Here at Phandroid, we never put much emphasis on benchmarks. While sometimes a fun way to measure general device performance, they don’t really give us an accurate measure of real world speed from a device. More than often benchmarks are simply a tool for fanboys to tout their device superiority over another — and we think that’s super lame, bros.

It wasn’t too long ago it was discovered that Samsung was inflating benchmarks scores for the Samsung Galaxy S4. Using a special benchmark boosting app found inside their custom software, Samsung was able to make the S4 fire on all cylinders. This caused the GPU to hit a frequency outside of what was available to the end user when using the device for normal things (like playing a video game).
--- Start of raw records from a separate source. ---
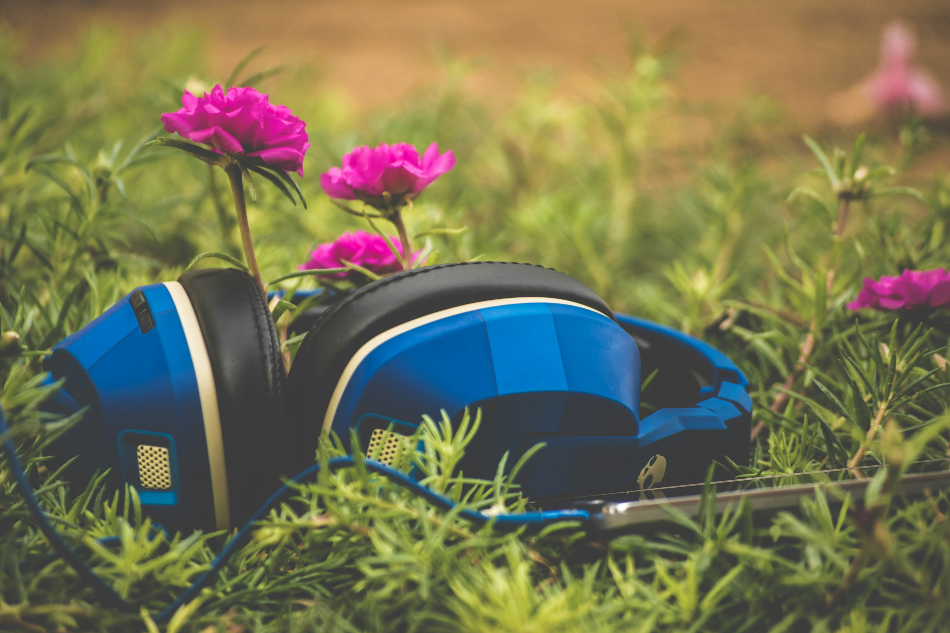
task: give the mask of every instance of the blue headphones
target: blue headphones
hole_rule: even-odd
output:
[[[177,530],[244,524],[281,476],[314,465],[324,432],[386,464],[442,409],[483,412],[461,465],[470,476],[543,442],[519,475],[542,502],[697,482],[723,456],[748,462],[751,400],[735,364],[525,264],[365,286],[323,310],[286,377],[266,297],[231,269],[136,289],[47,363],[48,381],[65,379],[47,409],[88,407],[50,452],[75,457],[76,479],[110,469]]]

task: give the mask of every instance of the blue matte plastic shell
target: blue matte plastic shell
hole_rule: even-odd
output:
[[[748,438],[745,377],[701,341],[618,318],[653,326],[651,333],[708,365],[712,380],[704,400],[638,420],[639,355],[624,328],[580,307],[518,304],[446,317],[377,346],[348,382],[332,428],[346,442],[350,428],[368,417],[414,428],[440,409],[457,420],[466,407],[481,407],[483,427],[468,448],[466,474],[490,478],[506,452],[513,453],[510,468],[544,442],[519,478],[535,499],[636,490],[640,470],[657,454],[667,459],[664,485],[701,480],[743,424]],[[370,429],[359,427],[362,438]],[[748,439],[744,447],[748,452]]]
[[[48,381],[66,382],[47,408],[89,409],[50,452],[78,456],[77,480],[110,469],[113,485],[135,486],[145,513],[168,527],[214,529],[204,421],[184,330],[164,285],[138,289],[155,322],[147,332],[126,296],[53,347]],[[143,443],[169,448],[171,490],[142,488],[136,449]]]

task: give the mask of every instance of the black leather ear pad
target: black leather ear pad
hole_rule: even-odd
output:
[[[466,262],[404,270],[364,286],[334,304],[307,334],[287,381],[294,465],[306,468],[323,417],[347,363],[370,339],[412,319],[466,304],[514,297],[551,297],[614,313],[581,282],[531,264]]]
[[[246,272],[201,269],[179,277],[204,335],[224,440],[231,524],[280,484],[285,460],[284,363],[267,300]]]

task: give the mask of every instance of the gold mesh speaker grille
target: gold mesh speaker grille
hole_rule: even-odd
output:
[[[366,447],[366,454],[371,456],[377,448],[379,448],[380,443],[383,441],[383,436],[386,435],[386,429],[374,429],[372,435],[370,436],[370,445]],[[398,433],[390,433],[390,437],[386,438],[386,443],[383,444],[382,450],[379,455],[376,456],[375,459],[378,462],[384,463],[387,466],[391,466],[394,461],[402,455],[403,449],[408,445],[406,441],[406,436],[400,435]]]
[[[139,479],[145,490],[168,490],[172,487],[172,467],[164,446],[139,444]]]

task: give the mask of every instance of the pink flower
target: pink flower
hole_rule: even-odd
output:
[[[273,105],[254,88],[220,85],[196,97],[185,90],[184,106],[162,115],[166,132],[178,132],[195,142],[225,152],[258,157],[265,164],[303,177],[303,155],[310,147],[307,124],[291,109]]]
[[[399,238],[390,236],[392,245],[400,255],[403,254],[402,244]],[[419,251],[412,253],[412,260],[419,256]],[[370,272],[384,275],[390,272],[401,270],[399,261],[392,254],[386,240],[377,233],[367,233],[359,230],[352,233],[347,232],[336,238],[333,242],[319,244],[316,250],[310,253],[310,261],[297,267],[299,270],[314,270],[316,269],[340,269],[345,266],[343,260],[351,264],[362,266]],[[318,275],[324,278],[343,279],[352,271],[336,272],[329,275]]]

While not completely deceptive, it was a little misleading and we had little reason to believe this would change in the Samsung Galaxy Note 3. Looks like we were right.

When comparing scores on the LG G2 and Samsung Galaxy Note 3 — 2 devices using the same Snapdragon 800 SoC — ArsTechnica discovered the Note scoring abnormally high for a phone with the same processor. Lo and behold, Samsung was up to their same old tricks. After diving a little deeper, some line of code was discovered as the culprit and causing the Note 3 to operate in “high-power CPU mode” only when a benchmarking app is opened.

Note 3 vs G2 benchmarks

To get around this and measure performance that is actually offered to the average Note 3 users, Ars renamed Geekbench so that it would fly under the radar of Samsung’s benchmark boosting software. It’s ironic that even without the benchmark boosting, the Note 3 still outperformed the LG G2, (again, both devices equipped with the same SoC), so it appears there was little reason for Samsung to do this unless they’re prepping for the unforeseen Android competition in the future.

Where as Samsung’s official stance on the S4’s benchmark boosting app is that it was also available on a variety of Samsung-made system apps, it appears the Note 3’s is reserved exclusively for benchmarks. No gallery, no video player, no browser. Whether or not Samsung is being shady in providing users with the highest possible performance of their hardware — despite not being available in normal use —  is up to you.